2024 Top 100 rank: #10

A '90s FPS classic with an open source engine, tools simple enough for anyone to create new levels and monsters with, and a massive community that’s always bringing in fresh blood. Doom has it all, and picking out the must-have mods would take forever. If you want to see the all-time bests, check out the community Cacoward archives on Doomworld. But here’s three personal picks from just this year:

  • Eviternity 2 by Dragonfly & crew: Sequel to the stunning Eviternity (play that first). While this doesn’t have any GZDoom bells and whistles, it’s still one of the most impressive campaigns in recent memory. Six episodes with all-new aesthetics, great music, and tightly designed combat with some fun new monsters.
  • Abysm 2: Infernal Contract by Jazzmaster: The Dark Souls of Doom mods. A Souls-like interconnected world map full of dungeons, multi-phase bosses and loot to find. This one’s been around a few years, but got a final ‘directors cut’ update in 2024 for it and its two expansion campaigns.
  • Space Cats Saga by DerTimmy: What if Doomguy was a ‘90s big-haired anime catgirl?
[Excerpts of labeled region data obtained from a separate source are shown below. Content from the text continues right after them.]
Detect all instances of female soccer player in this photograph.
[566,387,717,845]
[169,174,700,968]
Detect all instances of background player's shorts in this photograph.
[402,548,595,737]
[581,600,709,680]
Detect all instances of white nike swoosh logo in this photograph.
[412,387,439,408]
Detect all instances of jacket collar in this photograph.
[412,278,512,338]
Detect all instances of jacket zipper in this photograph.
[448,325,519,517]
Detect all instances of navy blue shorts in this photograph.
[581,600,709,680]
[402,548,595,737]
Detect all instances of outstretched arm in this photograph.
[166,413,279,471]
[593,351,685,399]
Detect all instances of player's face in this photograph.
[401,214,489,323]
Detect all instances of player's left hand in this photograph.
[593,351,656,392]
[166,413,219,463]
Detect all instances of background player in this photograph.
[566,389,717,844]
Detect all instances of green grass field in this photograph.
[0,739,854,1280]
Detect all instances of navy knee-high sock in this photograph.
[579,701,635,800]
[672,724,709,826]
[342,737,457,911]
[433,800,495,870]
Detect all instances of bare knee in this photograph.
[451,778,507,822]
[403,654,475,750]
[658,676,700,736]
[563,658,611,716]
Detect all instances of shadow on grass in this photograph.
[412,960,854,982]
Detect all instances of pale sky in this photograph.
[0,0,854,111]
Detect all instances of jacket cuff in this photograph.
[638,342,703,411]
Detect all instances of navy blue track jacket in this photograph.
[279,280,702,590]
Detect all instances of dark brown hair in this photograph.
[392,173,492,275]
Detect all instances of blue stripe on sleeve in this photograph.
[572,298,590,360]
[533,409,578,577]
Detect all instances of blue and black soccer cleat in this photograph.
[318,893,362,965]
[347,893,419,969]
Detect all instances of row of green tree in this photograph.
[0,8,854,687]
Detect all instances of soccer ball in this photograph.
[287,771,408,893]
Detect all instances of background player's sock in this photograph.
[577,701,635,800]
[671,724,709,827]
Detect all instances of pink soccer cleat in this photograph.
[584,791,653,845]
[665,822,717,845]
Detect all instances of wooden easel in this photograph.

Four playable characters, all hilariously overpowered compared to Doomguy (even pistol-slot weapons melt Arch-viles like butter) but the levels throw whole armies of demons at you to even the odds, making for some deeply cathartic splatterfest excess.

Minecraft

2024 Top 100 rank: #4

Minecraft has almost always been a mecca for modders, and while the newer Bedrock edition of the game might offer a palace for fresh faced gamers to tinker with their experience (or just buy paid mod and skin packs), the old Java edition remains a lawless land of boundless creativity. Here’s three big projects running on that older codebase:

  • Better Minecraft by LunaPixel Studios: Minecraft, but More. This enduringly popular mod pack draws content from across the community, but with the end goal of creating a familiar experience with more varied environments, creatures and way cooler themed dungeons, plus a few quality-of-life features like teleportation waystones and minimap system.
  • Drehmal: Apotheosis by Primordial Team: One of the biggest and most impressive ‘adventure map’ mods, without getting too far away from core Minecraft. At least, not until things start taking a turn for the sci-fi. Playable solo or co-op, this massive hand-crafted world is packed with lore, quests and puzzles and even a full religion system.
  • Pixelmon by the Pixelmon Mod Team: This incredibly popular mod (usually played on public servers) has so far evaded Nintendo’s legal wrath. Not even trying to mimic Minecraft’s aesthetic, the Pokémon here are detailed 3D models, ready to throw down in authentic turn-based combat against players, wild pokemon or NPC trainers.